Process Management

A running program is a process: an address space, open file descriptors, environment variables, and a place in the scheduler's queue. Shells, containers, and systemd all orchestrate the same primitives— fork, exec, wait, and signals.

dev sysadmin

What is a process?

The kernel assigns each process a unique PID, tracks parent/child relationships (PPID), and switches the CPU between processes in time slices.

Concept Meaning
PID Process ID—integer handle for signals, kill, /proc/<pid>
PPID Parent PID; shell is parent of commands it launches
UID / GID Effective user/group for permission checks
Thread Lightweight unit within a process; shares address space
Session / process group Job control grouping; terminal sends signals to the foreground group
bash
# Current shell's PID; parent of commands you run
echo $$

# Process tree — who spawned whom
ps -ef --forest | head -20
pstree -p $$

Lifecycle: fork, exec, wait, exit

Unix does not spawn a fresh process from scratch for each command.
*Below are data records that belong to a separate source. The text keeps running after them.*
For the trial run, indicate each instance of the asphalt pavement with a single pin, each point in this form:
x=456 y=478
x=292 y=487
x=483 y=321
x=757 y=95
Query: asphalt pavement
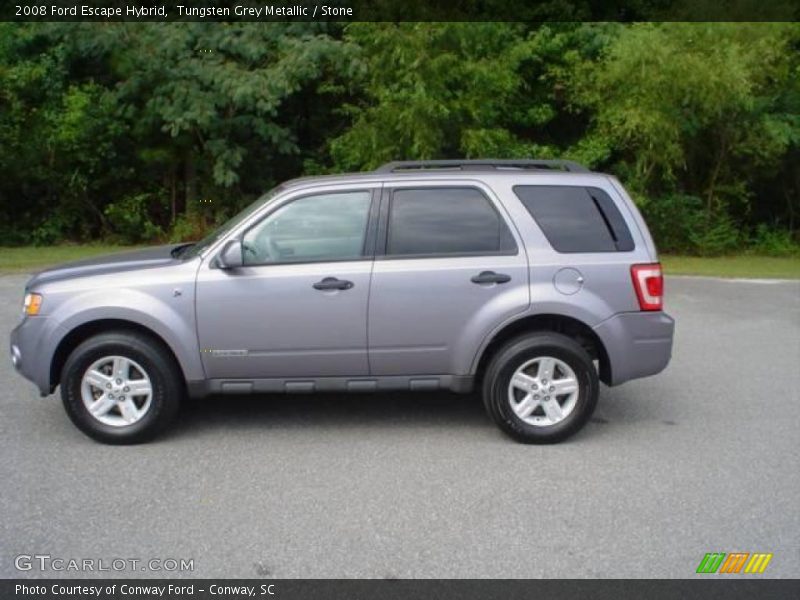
x=702 y=458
It clones the parent, then optionally replaces the child's memory with a new program.

  1. fork — Kernel duplicates the calling process. Child gets a new PID; memory is copy-on-write.
  2. exec — Child (or same process) loads a new executable; PID unchanged, image replaced.
  3. run — Scheduler runs the process in user mode until I/O, timer, or signal.
  4. exit — Process calls exit(n) or is killed; kernel frees most resources.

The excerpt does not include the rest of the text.